November 1998: Der damalige Linzer Bischof Maximilian Aichern, der damalige evangelische Oberkirchenrat Wilhelm Dantine und ein ehemaliger KZ-Häftling mauerten im Wiener Stephansdom eine Urne mit Erde aus Mauthausen ein - Erinnerung an dunkelste Zeiten.

Der Mauthausen-Überlebende bei dieser Gedenkstunde war Hermann Lein, den mit Stephansdom und NS-Widerstand persönliche Geschichte verbindet: Lein gehörte zu jenen 7000 Jugendlichen, die am 7. Oktober 1938 beim "Rosenkranzfest" mit Kardinal Innitzer im Stephansdom waren. Innitzers Predigt wurde von den Anwesenden als klare Absage an den Nationalsozialismus verstanden, die Jugendlichen skandierten anschließend auf dem Stephansplatz lautstark Parolen gegen die NS-Herrschaft.

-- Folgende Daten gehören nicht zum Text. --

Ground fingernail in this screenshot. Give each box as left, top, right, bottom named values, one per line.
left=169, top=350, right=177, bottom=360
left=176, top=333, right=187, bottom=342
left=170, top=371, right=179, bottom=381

Die Wiener Vorfälle stellten die größte öffentliche Manifestation gegen das Regime im ganzen Reich dar, die Staatsmacht ließ tags darauf die Hitlerjugend los, die - Hetzsprüche wie "Innitzer und Jud, eine Brut" schreiend - das Erzbischöfliche Palais verwüstete.

"Heil unserem Bischof!"

Hermann Lein fuhr am 9. Oktober an der Verwüstung mit dem Rad vorbei und erzählte darüber, was dann passierte: "Hab also die zerstörten Fenster gesehen, hab gesehen, wie die Polizei die Neugierigen dazu anhielt weiterzugehen. Bin also vorbeigefahren beim Heidentor [Hauptportal des Stephansdoms] Richtung Rotenturmstraße, und da ist eben bei mir eine Emotion losgebrochen. Ich war also irgendwie empört, erzürnt im Inneren und eben gar nimmer so ganz von der Vernunft her bestimmt - bin ich zurückgefahren und habe auf dem Stephansplatz laut gerufen: "Heil unserem Bischof!", was natürlich dann eine Verfolgungsjagd ausgelöst hat. Ich bin mit dem Rad ... sehr schnell unterwegs gewesen, über den Graben, Kohlmarkt, dann fiel mir ein, einem Auto, das ich hinter mir schon spürte, kann ich nicht so ohne weiteres entkommen. Ich versuchte dann, Kurven zu fahren, Herrengasse, Strauchgasse. Und auf der Freyung gibt es eine leichte Steigung, die merkt man gar net, aber ich war eben so ausgepumpt, dass ich da das Wettrennen verloren hab."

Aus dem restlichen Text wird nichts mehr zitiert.